Surface activated bonding, which begins by firing of fast beams of argon atoms onto surfaces, has a significant advantage over conventional wafer bonding: It does not require a heating step to form high-quality electrical junctions.

Studies by researchers at UCLA have revealed that the electrical properties of a conventionally bonded GaAs/GaAs interface are strongly influenced by pre-bonding surface treatments and post-bonding annealing.

"They claimed that annealing in the range of 400 oC to 600 oC was essential for realising excellent characteristics," explains Naoteru Shigewaka from Osaka City University.

According to him, this annealing step has its downsides: It takes time; it may drive the diffusion of impurities through interfaces; and it can create mechanical defects, due to differences in substrate thermal expansion coefficients. 

Shigewaka and his co-workers have used surface activated bonding two form a GaAs-silicon heterojunction. This has been probed by current-voltage and capacitance-voltage measurements and scrutinized by field emission scanning electron microscopy and energy dispersive X-ray spectroscopy.



The surface-activated bonding tool involves the bombardment of substrates by a beam of fast argon atoms.


Devices were formed by taking a boron-doped silicon substrate and a silicon-doped GaAs substrate (resistivities of 0.1 Ωm and 0.002 Ωm, respectively, and carrier concentrations and 2.4 x 1017cm-3 and 1.1 x 1018cm-3, respectively) and cleaning them with acetone and ethanol in an ultrasonic bath for 5 minutes. After drying under nitrogen, substrates were loaded into a surface-activated bonding tool and their surfaces were activated by an argon fast atom beam.

After this step, pressing the substrates together for 60 s united them, and then Al/Ni/Au and AuGe/Ni/Ti/Au stacks were evaporated on the silicon and GaAs substrates, respectively. Rapid thermal annealing at 400 oC formed ohmic contacts.

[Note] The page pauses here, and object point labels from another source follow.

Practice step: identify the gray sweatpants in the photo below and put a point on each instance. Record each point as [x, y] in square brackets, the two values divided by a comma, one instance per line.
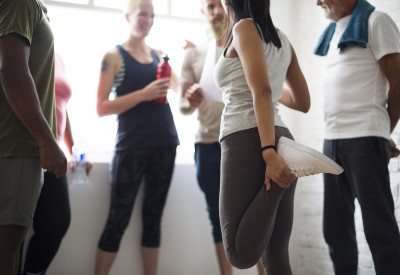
[255, 222]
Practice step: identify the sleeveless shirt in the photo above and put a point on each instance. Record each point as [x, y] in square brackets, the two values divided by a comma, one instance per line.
[238, 113]
[148, 124]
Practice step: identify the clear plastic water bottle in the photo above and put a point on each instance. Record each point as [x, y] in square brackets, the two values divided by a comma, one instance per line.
[79, 152]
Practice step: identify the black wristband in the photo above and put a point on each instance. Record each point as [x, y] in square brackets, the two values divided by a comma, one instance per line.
[268, 147]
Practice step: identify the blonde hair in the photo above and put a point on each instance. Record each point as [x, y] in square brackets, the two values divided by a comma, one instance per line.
[131, 5]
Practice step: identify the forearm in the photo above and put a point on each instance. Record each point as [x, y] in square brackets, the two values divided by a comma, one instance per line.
[264, 113]
[68, 138]
[21, 95]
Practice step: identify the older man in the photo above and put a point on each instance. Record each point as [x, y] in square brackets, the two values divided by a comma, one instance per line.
[362, 107]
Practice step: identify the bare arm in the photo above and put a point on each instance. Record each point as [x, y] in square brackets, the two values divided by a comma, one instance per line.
[298, 96]
[68, 138]
[390, 66]
[110, 66]
[247, 44]
[20, 92]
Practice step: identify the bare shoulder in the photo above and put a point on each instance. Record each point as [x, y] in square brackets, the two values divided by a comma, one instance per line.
[159, 53]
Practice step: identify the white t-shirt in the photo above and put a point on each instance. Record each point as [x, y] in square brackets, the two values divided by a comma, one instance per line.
[355, 89]
[238, 113]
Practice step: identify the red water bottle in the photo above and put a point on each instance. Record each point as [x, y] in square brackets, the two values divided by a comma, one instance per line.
[163, 70]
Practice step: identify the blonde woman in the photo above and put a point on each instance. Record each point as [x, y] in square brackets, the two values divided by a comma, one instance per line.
[146, 138]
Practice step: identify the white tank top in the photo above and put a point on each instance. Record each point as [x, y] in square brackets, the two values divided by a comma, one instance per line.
[238, 113]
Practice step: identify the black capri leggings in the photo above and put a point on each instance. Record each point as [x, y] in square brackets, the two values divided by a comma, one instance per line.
[255, 222]
[156, 166]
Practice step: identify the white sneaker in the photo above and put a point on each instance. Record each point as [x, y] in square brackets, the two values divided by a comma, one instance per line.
[305, 161]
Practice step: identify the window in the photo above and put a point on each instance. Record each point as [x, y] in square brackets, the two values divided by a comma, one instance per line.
[83, 34]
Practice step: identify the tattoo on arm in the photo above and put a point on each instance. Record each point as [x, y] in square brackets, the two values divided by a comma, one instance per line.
[104, 65]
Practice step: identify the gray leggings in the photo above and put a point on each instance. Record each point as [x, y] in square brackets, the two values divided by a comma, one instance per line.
[255, 223]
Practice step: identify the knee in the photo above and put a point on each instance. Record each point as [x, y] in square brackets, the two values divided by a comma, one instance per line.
[242, 261]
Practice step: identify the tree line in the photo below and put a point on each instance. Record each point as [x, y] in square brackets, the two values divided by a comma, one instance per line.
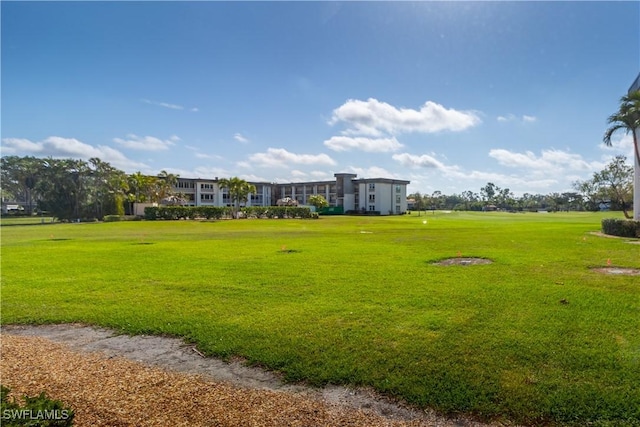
[611, 187]
[72, 189]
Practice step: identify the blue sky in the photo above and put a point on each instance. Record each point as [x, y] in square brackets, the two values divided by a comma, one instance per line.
[447, 95]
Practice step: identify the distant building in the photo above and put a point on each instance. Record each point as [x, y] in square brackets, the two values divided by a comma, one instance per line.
[376, 195]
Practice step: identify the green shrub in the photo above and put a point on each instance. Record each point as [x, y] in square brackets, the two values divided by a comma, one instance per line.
[621, 227]
[115, 218]
[215, 212]
[37, 411]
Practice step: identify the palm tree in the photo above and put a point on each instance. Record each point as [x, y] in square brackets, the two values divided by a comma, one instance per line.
[627, 118]
[166, 183]
[238, 190]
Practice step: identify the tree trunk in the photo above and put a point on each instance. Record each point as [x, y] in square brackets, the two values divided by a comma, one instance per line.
[636, 176]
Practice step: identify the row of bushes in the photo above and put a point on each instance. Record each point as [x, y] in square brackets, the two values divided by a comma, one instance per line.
[215, 212]
[116, 218]
[621, 227]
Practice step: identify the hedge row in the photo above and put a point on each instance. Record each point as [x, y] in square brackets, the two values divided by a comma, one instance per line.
[215, 212]
[621, 227]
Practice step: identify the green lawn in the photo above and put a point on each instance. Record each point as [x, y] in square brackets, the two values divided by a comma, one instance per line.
[357, 300]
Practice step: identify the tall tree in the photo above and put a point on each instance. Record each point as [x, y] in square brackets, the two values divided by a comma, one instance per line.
[19, 177]
[107, 189]
[165, 185]
[318, 201]
[238, 190]
[627, 118]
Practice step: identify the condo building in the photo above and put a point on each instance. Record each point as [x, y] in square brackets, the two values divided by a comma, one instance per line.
[374, 195]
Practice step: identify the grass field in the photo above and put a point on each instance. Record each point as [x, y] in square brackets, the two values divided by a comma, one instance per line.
[536, 337]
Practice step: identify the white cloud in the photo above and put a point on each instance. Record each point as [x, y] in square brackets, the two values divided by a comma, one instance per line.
[240, 138]
[208, 156]
[277, 157]
[372, 172]
[374, 118]
[550, 161]
[146, 143]
[169, 106]
[18, 145]
[164, 104]
[59, 147]
[372, 145]
[513, 118]
[414, 161]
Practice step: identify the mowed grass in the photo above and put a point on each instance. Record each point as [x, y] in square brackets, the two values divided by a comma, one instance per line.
[536, 337]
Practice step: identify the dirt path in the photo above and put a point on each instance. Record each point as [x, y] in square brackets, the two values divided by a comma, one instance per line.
[120, 380]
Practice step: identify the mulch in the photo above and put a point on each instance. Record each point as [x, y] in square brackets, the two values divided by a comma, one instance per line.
[114, 391]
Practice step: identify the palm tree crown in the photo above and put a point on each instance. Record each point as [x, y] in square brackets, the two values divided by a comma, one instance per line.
[627, 118]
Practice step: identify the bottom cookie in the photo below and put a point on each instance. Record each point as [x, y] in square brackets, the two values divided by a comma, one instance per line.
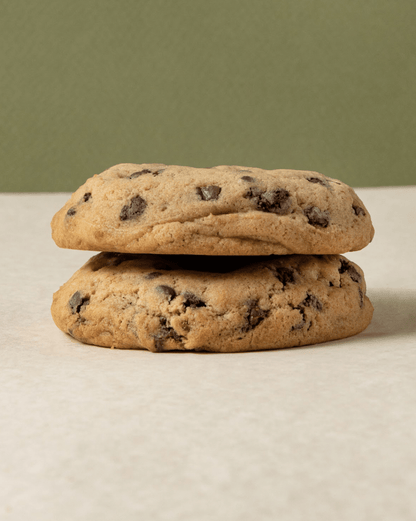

Imaging with a field-emission scanning electron microscope showed that no structural defects, such as cracks, were present at the interface. What's more, the level of oxygen found in the interface is similar to that in the GaAs substrate, according to energy dispersive spectroscopy.

Plots of current as a function of voltage showed that the device had rectifying properties similar to those in conventional p-n junctions. For this heterojunction, the onset for the forward bias voltage was 0.38 V.

Capacitance-voltage measurements enabled calculations for the depletion layers. They are estimated to be 84 nm in silicon, and 18 nm in GaAs.

Two other features found in the current-voltage characteristics are an increase in current at higher values of reverse bias, and a gradient in these plots that shows very little variation with temperature. The researchers say that this behaviour can be explained with a trap-assisted tunnelling model, which incorporates a trap energy of 0.1 eV.

Thanks to the lack of any signs of oxygen at the interface, the team is arguing that its surface-activated bonding promises to enable the fabrication of high-quality, novel devices. They are now processing tandem cell structures formed by surface-activated bonding.